Yes, everything depended on Farrago’s escape—including Karen Cornell’s own security. We’ll get the FBI to keep a close watch over her, Bristow decided grimly, and even if that most independent lady didn’t like it, he wouldn’t be too far away, either. He had still two weeks’ leave due him this year. Once this crisis was over—no one would drag his feet on this Kremlin meeting—once the threat was obliterated, he would have every logical excuse to take a couple of weeks off the chain and concentrate on Karen’s safety.

He walked smartly into the hall, met two unexpected escorts to accompany him through the miles of corridors to that safest of safes. They weren’t Secret Service, just two from his own unit: Denis Shaw and Wallace Fairbairn.

“Hey!” Fairbairn said, noting Bristow’s face. “Ease up, old boy.” To Shaw he said, “He’s probably hungry.” It was almost eight o’clock. “A good meeting?”

“The usual talk.

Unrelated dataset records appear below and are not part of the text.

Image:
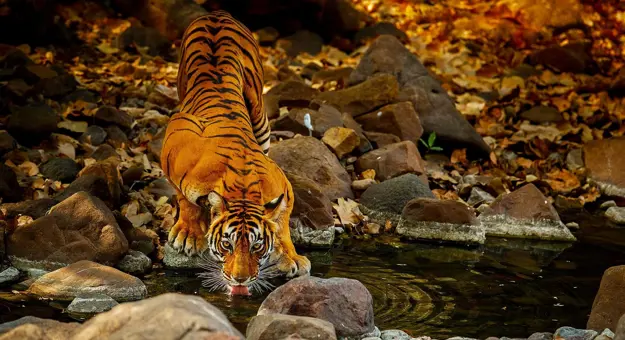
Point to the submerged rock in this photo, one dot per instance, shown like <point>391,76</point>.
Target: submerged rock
<point>345,303</point>
<point>524,213</point>
<point>280,326</point>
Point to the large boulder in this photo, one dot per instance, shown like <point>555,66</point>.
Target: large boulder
<point>316,163</point>
<point>436,110</point>
<point>345,303</point>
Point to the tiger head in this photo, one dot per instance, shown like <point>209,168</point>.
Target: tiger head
<point>241,242</point>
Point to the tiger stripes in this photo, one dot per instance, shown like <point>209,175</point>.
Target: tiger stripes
<point>215,155</point>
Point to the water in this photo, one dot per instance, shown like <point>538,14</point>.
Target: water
<point>505,288</point>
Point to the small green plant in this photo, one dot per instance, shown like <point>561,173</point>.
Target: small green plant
<point>429,145</point>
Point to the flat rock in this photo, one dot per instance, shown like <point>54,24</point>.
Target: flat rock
<point>345,303</point>
<point>79,228</point>
<point>317,163</point>
<point>280,326</point>
<point>524,213</point>
<point>392,160</point>
<point>86,277</point>
<point>608,305</point>
<point>604,161</point>
<point>436,110</point>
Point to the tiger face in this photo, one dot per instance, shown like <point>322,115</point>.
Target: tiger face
<point>241,241</point>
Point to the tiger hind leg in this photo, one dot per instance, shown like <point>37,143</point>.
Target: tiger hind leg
<point>189,232</point>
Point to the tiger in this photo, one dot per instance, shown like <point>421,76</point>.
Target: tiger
<point>233,201</point>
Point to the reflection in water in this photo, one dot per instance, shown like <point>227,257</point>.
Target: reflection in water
<point>504,288</point>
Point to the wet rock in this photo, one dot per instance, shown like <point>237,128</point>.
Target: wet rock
<point>60,169</point>
<point>604,161</point>
<point>435,109</point>
<point>280,326</point>
<point>9,275</point>
<point>317,163</point>
<point>86,277</point>
<point>92,304</point>
<point>7,142</point>
<point>79,228</point>
<point>608,305</point>
<point>392,160</point>
<point>398,119</point>
<point>342,141</point>
<point>542,114</point>
<point>345,303</point>
<point>364,97</point>
<point>312,221</point>
<point>386,200</point>
<point>320,121</point>
<point>433,219</point>
<point>524,213</point>
<point>10,189</point>
<point>94,135</point>
<point>135,262</point>
<point>29,125</point>
<point>166,316</point>
<point>616,214</point>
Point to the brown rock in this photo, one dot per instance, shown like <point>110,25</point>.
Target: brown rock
<point>317,163</point>
<point>392,161</point>
<point>398,119</point>
<point>341,141</point>
<point>280,326</point>
<point>79,228</point>
<point>608,305</point>
<point>606,164</point>
<point>362,98</point>
<point>85,277</point>
<point>345,303</point>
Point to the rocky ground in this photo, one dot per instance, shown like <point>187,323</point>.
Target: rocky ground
<point>461,122</point>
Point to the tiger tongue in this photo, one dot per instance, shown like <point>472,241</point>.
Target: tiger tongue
<point>239,290</point>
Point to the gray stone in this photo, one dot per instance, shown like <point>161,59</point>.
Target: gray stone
<point>96,303</point>
<point>135,262</point>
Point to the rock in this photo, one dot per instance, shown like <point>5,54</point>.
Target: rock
<point>9,275</point>
<point>317,163</point>
<point>542,114</point>
<point>94,135</point>
<point>92,304</point>
<point>32,328</point>
<point>386,200</point>
<point>392,160</point>
<point>433,219</point>
<point>30,125</point>
<point>570,333</point>
<point>435,109</point>
<point>135,262</point>
<point>110,115</point>
<point>79,228</point>
<point>301,42</point>
<point>166,316</point>
<point>312,221</point>
<point>604,161</point>
<point>399,119</point>
<point>345,303</point>
<point>320,121</point>
<point>524,213</point>
<point>362,98</point>
<point>10,189</point>
<point>616,214</point>
<point>608,305</point>
<point>280,326</point>
<point>86,277</point>
<point>7,142</point>
<point>342,141</point>
<point>60,169</point>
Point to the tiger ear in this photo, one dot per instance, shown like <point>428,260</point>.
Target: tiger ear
<point>275,208</point>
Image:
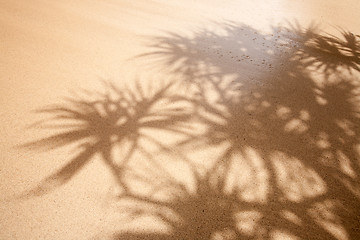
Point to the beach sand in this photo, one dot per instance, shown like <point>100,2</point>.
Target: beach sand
<point>275,94</point>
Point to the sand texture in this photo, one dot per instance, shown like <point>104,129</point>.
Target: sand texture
<point>189,120</point>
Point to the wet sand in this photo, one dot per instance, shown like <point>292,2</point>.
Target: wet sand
<point>273,114</point>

Words, words and more words.”

Shaw’s eyes widened with excitement. In a whisper he asked, “Was it really about Guatemala?”

“It’s in one hell of a mess.”

“Isn’t everywhere?” Fairbairn asked. “Where do we go for dinner?”

Bristow looked at Fairbairn’s face, handsome as always, but too expectant as he waited for acceptance. Damned nonsense, Bristow told himself—since when did he start guarding his answers to someone who was an old friend? Since that old friend had seen him together with Karen last Saturday and never even cracked a joke about it? “Not tonight. What about tomorrow?” And no evening stretching before him now, with questions coming at him like bazooka shells from Shaw.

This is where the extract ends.